At operation 1004, the system may identify information associated with the audio signal. Operation 1004 may be performed in any of the ways described herein.

At operation 1006, the system may provide the information associated with the audio signal to a trained machine learning model that processes the information along a second signal processing path that has a second latency different than the first latency. The trained machine learning model may be configured to output one or more parameters that are optimized on the fly for the sound processing program based on the information. Operation 1006 may be performed in any of the ways described herein.

At operation 1008, the system may apply the one or more parameters output from the trained machine learning model to the sound processing program. Operation 1008 may be performed in any of the ways described herein.

In some examples, a computer program product embodied in a non-transitory computer-readable storage medium may be provided. In such examples, the non-transitory computer-readable storage medium may store computer-readable instructions in accordance with the principles described herein. The instructions, when executed by a processor of a computing device, may direct the processor and/or computing device to perform one or more operations, including one or more of the operations described herein.

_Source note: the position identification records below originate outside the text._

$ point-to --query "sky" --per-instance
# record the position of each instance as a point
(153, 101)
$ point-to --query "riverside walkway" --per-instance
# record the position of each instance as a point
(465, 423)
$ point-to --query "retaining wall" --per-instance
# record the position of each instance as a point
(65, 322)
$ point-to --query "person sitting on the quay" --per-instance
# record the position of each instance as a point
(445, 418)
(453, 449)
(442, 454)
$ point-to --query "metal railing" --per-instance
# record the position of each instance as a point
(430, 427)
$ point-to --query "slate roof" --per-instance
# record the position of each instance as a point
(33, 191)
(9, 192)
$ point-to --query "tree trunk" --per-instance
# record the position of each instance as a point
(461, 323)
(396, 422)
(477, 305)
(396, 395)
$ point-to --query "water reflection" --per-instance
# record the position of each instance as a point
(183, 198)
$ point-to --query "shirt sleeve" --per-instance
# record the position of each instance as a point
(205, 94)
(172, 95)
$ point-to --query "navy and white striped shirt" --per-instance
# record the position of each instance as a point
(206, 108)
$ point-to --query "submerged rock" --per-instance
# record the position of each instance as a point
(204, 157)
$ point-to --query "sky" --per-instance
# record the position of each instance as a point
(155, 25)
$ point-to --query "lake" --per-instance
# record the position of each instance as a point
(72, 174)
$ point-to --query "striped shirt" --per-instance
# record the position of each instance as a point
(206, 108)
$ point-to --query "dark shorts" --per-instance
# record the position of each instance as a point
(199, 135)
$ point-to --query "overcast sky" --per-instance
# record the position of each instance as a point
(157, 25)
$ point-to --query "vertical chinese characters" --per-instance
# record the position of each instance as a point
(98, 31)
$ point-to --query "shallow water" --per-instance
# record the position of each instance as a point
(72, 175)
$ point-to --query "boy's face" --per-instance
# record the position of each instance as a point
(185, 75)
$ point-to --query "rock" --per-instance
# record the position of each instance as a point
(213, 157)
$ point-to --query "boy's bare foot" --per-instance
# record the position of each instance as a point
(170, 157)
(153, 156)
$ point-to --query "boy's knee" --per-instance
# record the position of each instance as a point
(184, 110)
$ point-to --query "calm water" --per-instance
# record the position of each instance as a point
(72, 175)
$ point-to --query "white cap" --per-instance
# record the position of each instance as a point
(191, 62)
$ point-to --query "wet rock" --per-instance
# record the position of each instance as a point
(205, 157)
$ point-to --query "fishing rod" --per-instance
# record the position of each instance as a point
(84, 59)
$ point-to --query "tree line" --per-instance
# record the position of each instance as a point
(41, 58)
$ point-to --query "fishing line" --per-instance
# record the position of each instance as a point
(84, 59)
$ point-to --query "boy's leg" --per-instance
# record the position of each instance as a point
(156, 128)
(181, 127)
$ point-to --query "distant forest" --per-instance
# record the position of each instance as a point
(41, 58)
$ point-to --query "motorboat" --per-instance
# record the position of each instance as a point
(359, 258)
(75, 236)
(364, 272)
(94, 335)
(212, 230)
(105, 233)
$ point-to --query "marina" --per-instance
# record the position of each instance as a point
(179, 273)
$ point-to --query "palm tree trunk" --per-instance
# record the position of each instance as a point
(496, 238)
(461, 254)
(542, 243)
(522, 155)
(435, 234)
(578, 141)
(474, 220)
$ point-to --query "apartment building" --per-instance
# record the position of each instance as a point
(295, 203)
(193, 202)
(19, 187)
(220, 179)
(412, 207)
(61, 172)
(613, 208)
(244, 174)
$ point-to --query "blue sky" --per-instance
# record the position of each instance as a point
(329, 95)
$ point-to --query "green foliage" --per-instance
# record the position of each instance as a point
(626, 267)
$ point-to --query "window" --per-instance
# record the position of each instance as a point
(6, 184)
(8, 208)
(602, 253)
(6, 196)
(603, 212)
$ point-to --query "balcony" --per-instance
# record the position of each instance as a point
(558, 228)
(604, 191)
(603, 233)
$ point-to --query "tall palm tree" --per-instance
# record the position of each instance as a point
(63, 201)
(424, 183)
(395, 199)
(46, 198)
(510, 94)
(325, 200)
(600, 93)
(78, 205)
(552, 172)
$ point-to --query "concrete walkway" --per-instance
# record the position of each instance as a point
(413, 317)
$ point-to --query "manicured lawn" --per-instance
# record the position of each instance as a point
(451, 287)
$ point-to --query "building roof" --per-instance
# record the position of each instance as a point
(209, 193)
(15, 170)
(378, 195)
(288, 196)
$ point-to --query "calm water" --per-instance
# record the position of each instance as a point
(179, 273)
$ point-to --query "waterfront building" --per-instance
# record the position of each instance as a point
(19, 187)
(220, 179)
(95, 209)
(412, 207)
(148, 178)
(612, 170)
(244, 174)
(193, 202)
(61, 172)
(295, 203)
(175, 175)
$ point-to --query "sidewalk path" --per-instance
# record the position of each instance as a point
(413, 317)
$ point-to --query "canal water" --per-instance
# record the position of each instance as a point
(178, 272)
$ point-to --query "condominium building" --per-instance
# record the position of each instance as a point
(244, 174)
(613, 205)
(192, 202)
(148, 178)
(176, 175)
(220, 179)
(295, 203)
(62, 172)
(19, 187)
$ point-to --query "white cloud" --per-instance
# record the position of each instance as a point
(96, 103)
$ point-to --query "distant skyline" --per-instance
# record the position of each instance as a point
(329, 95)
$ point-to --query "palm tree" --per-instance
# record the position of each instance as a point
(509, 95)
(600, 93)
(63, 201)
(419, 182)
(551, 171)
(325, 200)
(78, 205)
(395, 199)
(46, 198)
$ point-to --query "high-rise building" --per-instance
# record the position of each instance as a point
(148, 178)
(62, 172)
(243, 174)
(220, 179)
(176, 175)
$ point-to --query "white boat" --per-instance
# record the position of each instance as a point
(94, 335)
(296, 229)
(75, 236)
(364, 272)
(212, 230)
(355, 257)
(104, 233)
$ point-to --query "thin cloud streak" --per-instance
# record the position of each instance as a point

Such instructions may be stored and/or transmitted using any of a variety of known computer-readable media.

A non-transitory computer-readable medium as referred to herein may include any non-transitory storage medium that participates in providing data (e.g., instructions) that may be read and/or executed by a computing device (e.g., by a processor of a computing device). For example, a non-transitory computer-readable medium may include, but is not limited to, any combination of non-volatile storage media and/or volatile storage media. Exemplary non-volatile storage media include, but are not limited to, read-only memory, flash memory, a solid-state drive, a magnetic storage device (e.g., a hard disk, a floppy disk, magnetic tape, etc.), ferroelectric random-access memory (“RAM”), and an optical disc (e.g., a compact disc, a digital video disc, a Blu-ray disc, etc.). Exemplary volatile storage media include, but are not limited to, RAM (e.g., dynamic RAM).

FIG. 11 illustrates an exemplary computing device 1100 that may be specifically configured to perform one or more of the processes described herein. As shown in FIG. 11, computing device 1100 may include a communication interface 1102, a processor 1104, a storage device 1106, and an input/output (“I/O”) module 1108 communicatively connected one to another via a communication infrastructure 1110. While an exemplary computing device 1100 is shown in FIG. 11, the components illustrated in FIG. 11 are not intended to be limiting. Additional or alternative components may be used in other embodiments. Components of computing device 1100 shown in FIG. 11 will now be described in additional detail.

Communication interface 1102 may be configured to communicate with one or more computing devices. Examples of communication interface 1102 include, without limitation, a wired network interface (such as a network interface card), a wireless network interface (such as a wireless network interface card), a modem, an audio/video connection, and any other suitable interface.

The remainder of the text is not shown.